Outra questão irregular é o aditivo contratual que prorrogou o contrato entre a Fasc e o Renascer por quatro meses, até 23 de setembro. “O órgão justifica a dispensa, por uma situação de urgência, sem tempo para uma disputa pública, por dois meses. Mas, durante esses 60 dias, havia tempo de organizar uma contratação em caráter de licitação pública ou até mesmo uma convocação pública em busca do menor preço, o que não aconteceu”, constata Martins. 

O plano de trabalho, apresentado dia 6 de abril, também traz divergências de informação se comparado ao termo de colaboração e as explicações dadas pela Fasc por meio da assessoria de imprensa. O edital do convênio menciona que o serviço tem duração de cinco meses, mas o contrato de trabalho diz ser de dois meses. O termo aditivo prorroga o contrato a partir de 23 de maio, mas só foi celebrado em 9 de julho com vigência retroativa, e o estendeu até 23 de setembro. Se contar da data de 23 de março, quando o convênio começou ainda sem contrato, o tempo total de prestação fechará seis meses, tempo máximo para os convênios emergenciais durante a pandemia. A questão é que não houve justificativa para a divergência entre as datas e para renovação de um contrato emergencial, feito desde o início à revelia do Conselho Municipal de Assistência Social, que monitora a lisura dos acordos com organizações sociais.

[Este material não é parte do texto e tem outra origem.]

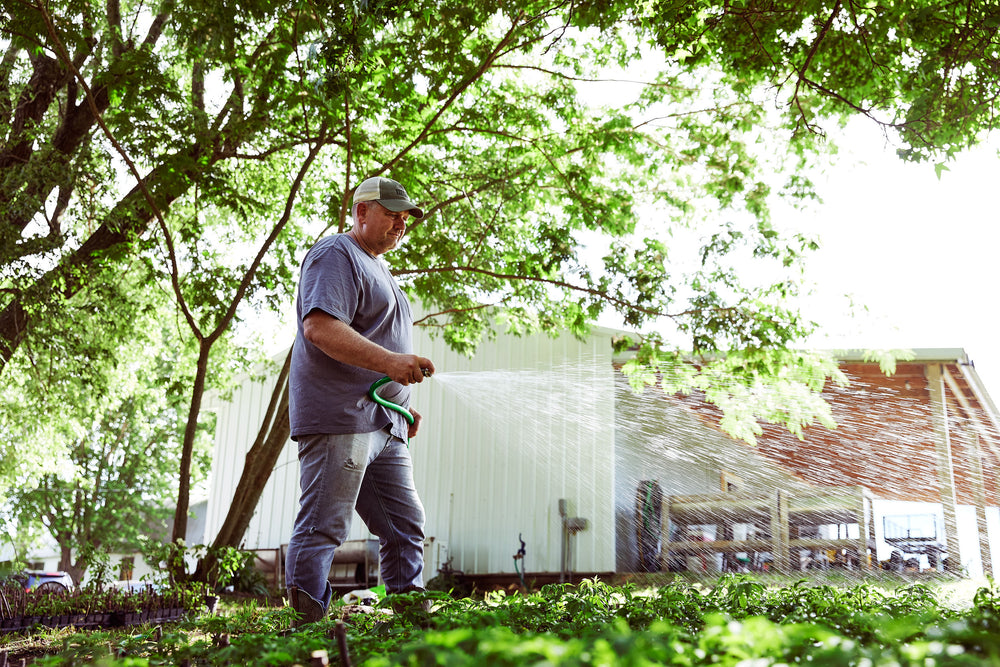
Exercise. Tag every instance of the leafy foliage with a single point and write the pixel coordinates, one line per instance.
(737, 621)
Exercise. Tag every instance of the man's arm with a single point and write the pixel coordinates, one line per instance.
(339, 341)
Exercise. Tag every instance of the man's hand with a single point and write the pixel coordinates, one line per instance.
(415, 426)
(408, 368)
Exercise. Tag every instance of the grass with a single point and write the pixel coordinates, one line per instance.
(741, 621)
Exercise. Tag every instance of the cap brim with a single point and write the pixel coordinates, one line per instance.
(398, 205)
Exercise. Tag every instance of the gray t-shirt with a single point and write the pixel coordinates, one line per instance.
(325, 395)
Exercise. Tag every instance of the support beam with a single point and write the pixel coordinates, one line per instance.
(975, 440)
(946, 474)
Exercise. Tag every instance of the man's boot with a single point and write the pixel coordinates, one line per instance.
(306, 608)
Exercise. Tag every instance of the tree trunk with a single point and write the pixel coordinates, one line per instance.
(260, 459)
(187, 448)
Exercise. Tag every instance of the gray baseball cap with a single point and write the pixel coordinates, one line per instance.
(387, 192)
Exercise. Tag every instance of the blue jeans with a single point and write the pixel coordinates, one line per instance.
(370, 472)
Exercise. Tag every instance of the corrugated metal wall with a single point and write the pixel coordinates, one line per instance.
(506, 435)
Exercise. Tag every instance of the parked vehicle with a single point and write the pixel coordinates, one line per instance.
(46, 581)
(136, 586)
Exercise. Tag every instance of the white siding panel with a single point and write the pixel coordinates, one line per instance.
(507, 434)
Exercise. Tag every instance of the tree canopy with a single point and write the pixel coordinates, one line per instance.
(210, 143)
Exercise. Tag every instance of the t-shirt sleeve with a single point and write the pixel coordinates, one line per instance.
(329, 283)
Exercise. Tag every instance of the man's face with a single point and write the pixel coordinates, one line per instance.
(379, 229)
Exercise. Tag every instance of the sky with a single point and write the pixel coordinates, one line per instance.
(918, 252)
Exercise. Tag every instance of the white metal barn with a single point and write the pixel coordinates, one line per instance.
(527, 423)
(534, 439)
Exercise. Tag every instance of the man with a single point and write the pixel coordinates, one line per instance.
(354, 327)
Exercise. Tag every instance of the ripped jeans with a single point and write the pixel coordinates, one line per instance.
(370, 472)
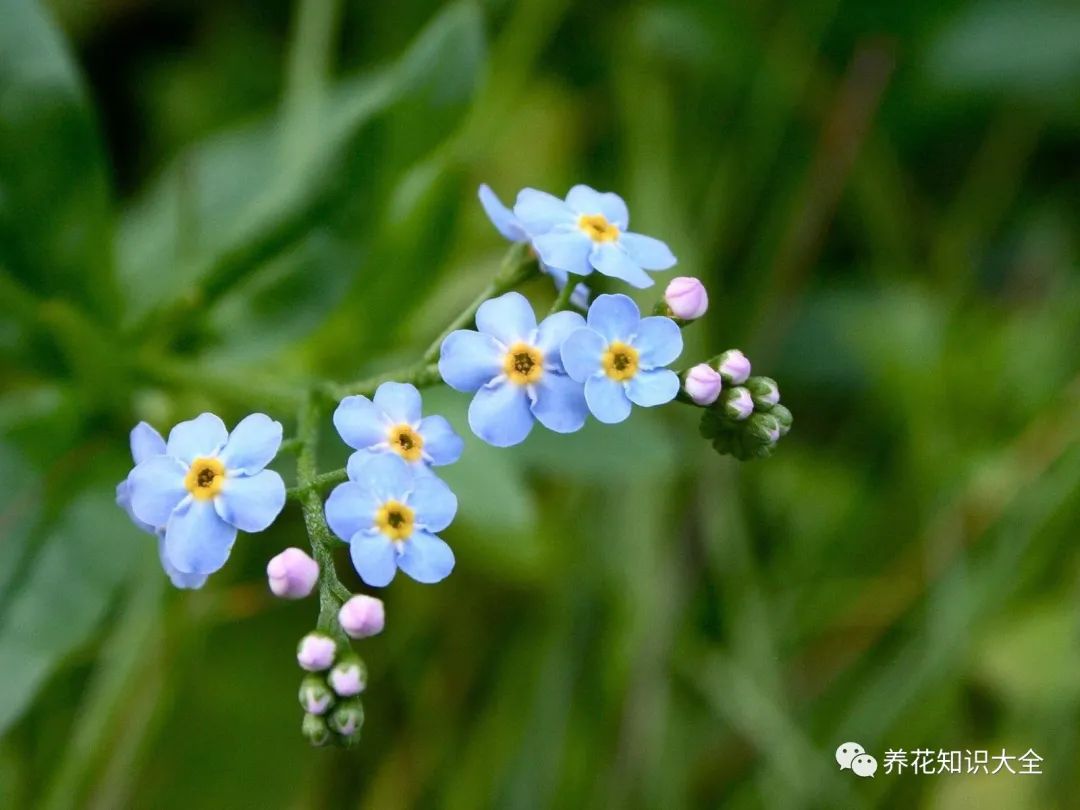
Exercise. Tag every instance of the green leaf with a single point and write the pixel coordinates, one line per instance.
(55, 213)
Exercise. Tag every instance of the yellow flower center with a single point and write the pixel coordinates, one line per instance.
(406, 442)
(395, 520)
(205, 477)
(597, 228)
(523, 364)
(620, 361)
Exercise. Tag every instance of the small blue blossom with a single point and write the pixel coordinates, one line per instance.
(393, 423)
(586, 232)
(620, 358)
(511, 228)
(206, 485)
(389, 513)
(146, 443)
(515, 368)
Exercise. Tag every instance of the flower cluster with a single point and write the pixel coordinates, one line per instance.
(590, 355)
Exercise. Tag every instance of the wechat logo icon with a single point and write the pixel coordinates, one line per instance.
(853, 757)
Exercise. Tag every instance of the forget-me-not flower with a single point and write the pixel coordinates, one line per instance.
(588, 231)
(206, 485)
(146, 443)
(393, 422)
(620, 356)
(515, 368)
(389, 513)
(511, 228)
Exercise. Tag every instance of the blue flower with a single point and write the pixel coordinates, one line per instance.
(515, 369)
(620, 358)
(511, 227)
(588, 231)
(205, 486)
(146, 443)
(393, 423)
(389, 513)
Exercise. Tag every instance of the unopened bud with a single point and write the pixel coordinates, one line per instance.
(686, 297)
(362, 617)
(315, 697)
(348, 677)
(738, 403)
(315, 729)
(733, 366)
(347, 717)
(292, 575)
(315, 652)
(703, 383)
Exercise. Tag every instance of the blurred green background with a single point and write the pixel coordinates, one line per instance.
(203, 204)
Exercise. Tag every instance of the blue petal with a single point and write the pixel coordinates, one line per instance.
(426, 558)
(146, 442)
(615, 316)
(508, 319)
(400, 401)
(179, 579)
(252, 445)
(383, 475)
(559, 403)
(551, 334)
(648, 388)
(499, 414)
(442, 445)
(157, 487)
(199, 437)
(197, 539)
(501, 217)
(360, 423)
(469, 360)
(434, 502)
(659, 340)
(610, 259)
(581, 353)
(585, 200)
(252, 502)
(647, 252)
(375, 558)
(539, 212)
(607, 399)
(350, 509)
(565, 250)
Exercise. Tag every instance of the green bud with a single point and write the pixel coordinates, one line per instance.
(315, 730)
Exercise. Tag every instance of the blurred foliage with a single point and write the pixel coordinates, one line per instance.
(202, 201)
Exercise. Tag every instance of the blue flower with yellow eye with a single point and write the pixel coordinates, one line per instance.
(146, 443)
(511, 228)
(514, 367)
(586, 232)
(392, 421)
(620, 358)
(390, 513)
(206, 485)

Nesta semana, a Fundação divulgou ter rompido com 11 entidades suspeitas de fraude em uma força-tarefa que analisou contratos entre vigentes 2013 e 2017 – o Renascer não é uma das entidades porque a parceria teve início neste ano e não foi alvo da análise. À ZH, a presidente Vera Ponzio disse que “Para nós que primamos pela transparência, pela lisura no repasse dos recursos públicos para organizações sociais, é um passo extremamente importante.” A representante do Conselho Municipal de Assistência Social contesta o discurso de Ponzio. “Nenhuma parceria feita pela Fasc nesta gestão foi transparente. Antes, todos os convênios necessariamente passavam pelo conselho, cumprindo o que diz a lei. Hoje, não somos mais consultados”, diz Beltrame. 

De fato, no caso do contrato com o Renascer, parte dos documentos do convênio não estava acessível no site da Fasc até semana passada. A Lei das Licitações obriga a administração pública a divulgar os planos de trabalho e a relação das parcerias celebradas em suas páginas. A mesma lei também obriga a organização social, no caso o Renascer, a prestar contas em seu site, o que também não é cumprido pela entidade.

Ao Matinal, a Fasc confirmou que o repasse de R$ 58,8 mil se refere a uma parcela única para “instalação e início da execução do serviço”, no período entre 23 de março a 5 de abril, quando não havia contrato assinado, mas não detalhou como o repasse foi calculado.

Sobre a mudança no tipo de serviço prestado de albergue para abrigo, que constam nas notas emitidas à imprensa mas não no termo de colaboração ou plano de trabalho, a Fundação disse que não cabe fazer essa conceituação no termo, “pois neste documento devem constar cláusulas que dizem respeito ao serviço que será prestado e não às diferenças entre modalidades de serviço”, sem explicar porque detalhar a modalidade de um serviço não diz respeito ao serviço em si.